Teachers love getting new strategies and when I provide teacher professional development I like to please my customers, but I am disappointed when I overhear teachers planning to immediately use a strategy I have provided and there is no mention of how it will enhance student learning of their content. I have also observed teachers compliantly using strategies provided as part of a school wide initiative with no regard to how it can impact learning. Many times teachers want to be able to say that they have tried the strategy or to check it off their list.
I want to see teachers learning the strategies provided, determining which strategies fit the needs of the students and enhance the lesson being taught. When the teacher modifies the strategy I know they have a deeper understanding of how it can best be used in their classroom.
The following is an example of a teacher doing just that – taking some risks, using strategies learned in his schools required professional development, and successfully helping students learn by reviewing important content.
Marc is a twelve year veteran high school teacher. He has taught freshman Integrated Science for the past five years and has three classes this year. His school is in its second year of participation in a school wide literacy model. He has successfully used several strategies, the anticipation guide, the Frayer model and a limited word wall. He has heard his colleagues discuss their use of the academic dialogue strategies provided as part of the literacy initiative with excitement and he wants to join them in this discovery but is hesitate because he feels his students are easily distracted, he doesn’t have tables, only desks and he feels that moving the room around will take up too much class time. At the suggestion of his literacy coach Marc observed a colleague with a similar classroom setup move students in and out of activities successfully and then he was ready to try on his own. Students were finishing a unit and this was a great time to review and prepare for the final exam. Marc selected the essential vocabulary that the students would need to know to do well on the exam. His list consisted of twelve words/concepts. Since Marc had successfully used the Frayer model before but not with this unit he decided to use this strategy for review. The lesson was put in motion using parts of the café conversation strategy learned in a recent professional development.

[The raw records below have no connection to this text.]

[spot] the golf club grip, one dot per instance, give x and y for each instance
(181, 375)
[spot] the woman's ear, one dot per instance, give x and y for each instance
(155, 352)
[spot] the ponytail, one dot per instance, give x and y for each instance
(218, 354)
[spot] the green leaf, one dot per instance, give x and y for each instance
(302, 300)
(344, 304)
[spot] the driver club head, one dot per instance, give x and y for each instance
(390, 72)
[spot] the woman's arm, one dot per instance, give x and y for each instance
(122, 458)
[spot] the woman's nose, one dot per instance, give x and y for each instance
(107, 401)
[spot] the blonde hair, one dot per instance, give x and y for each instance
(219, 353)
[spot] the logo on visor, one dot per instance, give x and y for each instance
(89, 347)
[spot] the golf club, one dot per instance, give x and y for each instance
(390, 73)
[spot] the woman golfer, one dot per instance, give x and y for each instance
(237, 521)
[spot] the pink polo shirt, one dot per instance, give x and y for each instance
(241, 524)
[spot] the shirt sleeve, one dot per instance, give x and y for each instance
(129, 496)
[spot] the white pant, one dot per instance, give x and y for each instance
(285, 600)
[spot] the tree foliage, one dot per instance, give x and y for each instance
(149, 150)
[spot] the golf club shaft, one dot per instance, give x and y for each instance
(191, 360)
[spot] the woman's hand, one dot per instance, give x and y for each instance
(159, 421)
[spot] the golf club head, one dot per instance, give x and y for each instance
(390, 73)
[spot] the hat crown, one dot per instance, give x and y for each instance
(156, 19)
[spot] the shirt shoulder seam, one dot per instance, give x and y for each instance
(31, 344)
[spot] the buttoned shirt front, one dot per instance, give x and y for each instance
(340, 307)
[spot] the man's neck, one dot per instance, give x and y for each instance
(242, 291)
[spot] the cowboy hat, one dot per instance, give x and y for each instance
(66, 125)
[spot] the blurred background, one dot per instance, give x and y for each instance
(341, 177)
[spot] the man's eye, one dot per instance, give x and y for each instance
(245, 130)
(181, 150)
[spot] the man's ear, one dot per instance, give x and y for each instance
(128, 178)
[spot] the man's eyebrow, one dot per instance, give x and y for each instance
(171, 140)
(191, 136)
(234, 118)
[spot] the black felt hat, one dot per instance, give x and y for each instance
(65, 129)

During the lesson Marc moved around the room guiding the students to the level of understanding needed and responding to questions. He prepared the chart paper before class and started the class with an explanation that moving quickly was essential to completing the process. He would be timing the movement with a wonderfully loud chicken timer. The timer was demonstrated once and students were shown an example of how to arrange the desks into groups of four. Students were asked to select one person to come to the front and receive their beginning word. They were given two minutes to complete the task of moving the furniture and being ready to start work on their task.
An accountability method was needed, therefore, each group was given one post-it note and the group selected the person responsible for keeping track of the note. As students worked Marc gave tallies on the post-it note to groups based on his observations. Groups working together cooperatively, all group members on task and asking questions of each other were awarded points and told why they were receiving the tally. Examples: I like the way each of you has taken turns writing on the chart. You are asking good questions and everyone is trying to respond appropriately. No one is off task gazing out the window, very good.
Students were given 5 minutes to brainstorm the responses for the second quadrant. Students worked diligently. The noise in the room was higher than normal but all students were on task and Marc was very pleased with what he was observing. Students then rotated to the next station and spent 5 minutes responding to the third quadrant, then the fourth, and finally the first.
The charts were placed around the room and Marc debriefed the responses.
Marc had not thought the timer would work and he was surprised at how fast the students moved into position and went straight to work without wasting any time. He was, also, very pleased with the responses the students gave. They were of much higher quality than what he had received in the past.
Marc took two strategies and combined them. He was comfortable with the Frayer model and used it as his discussion points for the café conversation. His modifications met the needs of the students and he didn’t overwhelm himself by trying to come up with good questions for the café conversation but used something he and his students had done before. This is what I want to see. It isn’t rocket science just great teaching.